The Chief Justice of the Zanjan Province said that Narges Mohammadi’s sentence had been reduced,  due to the passing of a recent law reducing prison sentences, as she was released from prison “with an Islamic rapport”. According to him, Narges Mohammadi was sentenced to 10 years in prison, which was reduced to eight and a half years, using the law reducing punishment and the court’s consent. She was released from prison after serving eight and a half years. 

Last month, the first court hearing of Mehraveh Khandan, daughter of Nasrin Sotoudeh, was held. Mehraveh was accused of “insult and assault” toward a prison guard when meeting her mother in Evin Prison in Tehran one year ago, during which this female prison officer objected to her hijab. According to Reza Khandan, Sotoudeh’s husband, the case judge asked the plaintiffs to submit a CD containing the video of the meeting hall on the day in question so that they could prove the wrongdoing. Reza Khandan also believes that his 19-year-old daughter’s court case is being used to put added pressure on Sotoudeh. After Mehraveh Khandan’s case was issued, Sotoudeh announced that she would no longer be meeting with her children from prison. 

 

The Prosecution of Sexual Offenders  

Thirty-three-year old Keyvan Emamverdi, arrested last month for raping multiple women, has been charged with “corruption on earth”, punishable by death. Emamverdi owned a bookstore near the University of Tehran. Dozens of social media users have accused him of raping them by luring them into his house and slipping anesthetics into their drinks. Sardar Rahimi, the Tehran police chief, announced his arrest on the 4th of September. Somayeh Rafiei, a member of parliament, told Hamshahri newspaper, “Tehran police chief said Keyvan Emamverdi confessed to raping 300 girls in a span of ten years.” Videos of the rape of 46 girls were found in the house of Emamverdi, believed to be trophies. Thirty of the 300 victims have filed lawsuits against him, and ten of them have appeared in court to identify him. 

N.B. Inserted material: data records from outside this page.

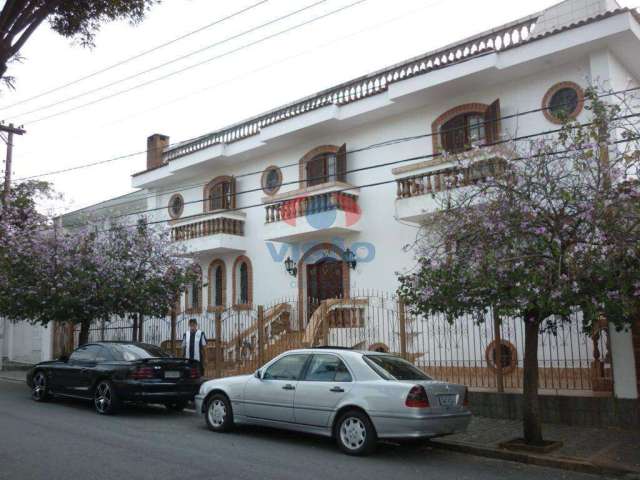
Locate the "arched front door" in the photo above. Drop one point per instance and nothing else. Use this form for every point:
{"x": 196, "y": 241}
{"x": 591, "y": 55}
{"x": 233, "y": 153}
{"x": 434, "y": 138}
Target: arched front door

In an interview with Etemad newspaper, a plaintiff’s lawyer said that she saw Emamverdi with two of his victims on Saturday. She noted that Emamverdi had no sign of sadness, remorse, or stress caused by confessing to 300 rapes. In response to this news, several plaintiffs in the case issued a statement, taking a stand on the published story. They wrote in a statement, “our case is clearly entitled rape, and we want the same criminal case to be heard in a competent court to deal with our own moral damages. Our demand from this case is that these crimes be tried in a fair manner.”  Under the Islamic Republic rule, drinking alcohol and having sexual relations outside of marriage is strictly forbidden. The 30 women who filed lawsuits against him knew that if they testified against him, they could be challenged with another lawsuit for these acts. However, all women have still testified. 

Following the Emamverdi case, the Iranian #MeToo movement continued, and more names of sexual abusers surfaced. One of the biggest names, Aydin Aghdashloo, an internationally acclaimed artist with connections in the government. In a report published in the New York Times, thirteen women accused Aghashloo of sexual abuse and misconduct over a span of 30 years. In separate interviews, all 13 of his victims, family members, friends, and colleagues, accused him of wrongdoing, one of them, saying they were 13 at the time. In a report published by Farnaz Fassihi, it was noted that most victims did not know each other and were students of Aghdashloo in different decades. Nineteen interviews with the New York Times described Aghdashloo as the “Harvey Weinstein of Iran”. They said that the progress or destruction of these women’s careers depended on their acceptance of Aghdashloo’s proposals. Earlier, Aghashloo had said in response to the allegations of sexual harassment that he would file lawsuits against the women. After this news was published, an art exhibition of Aghdashloo’s work in Toronto was canceled.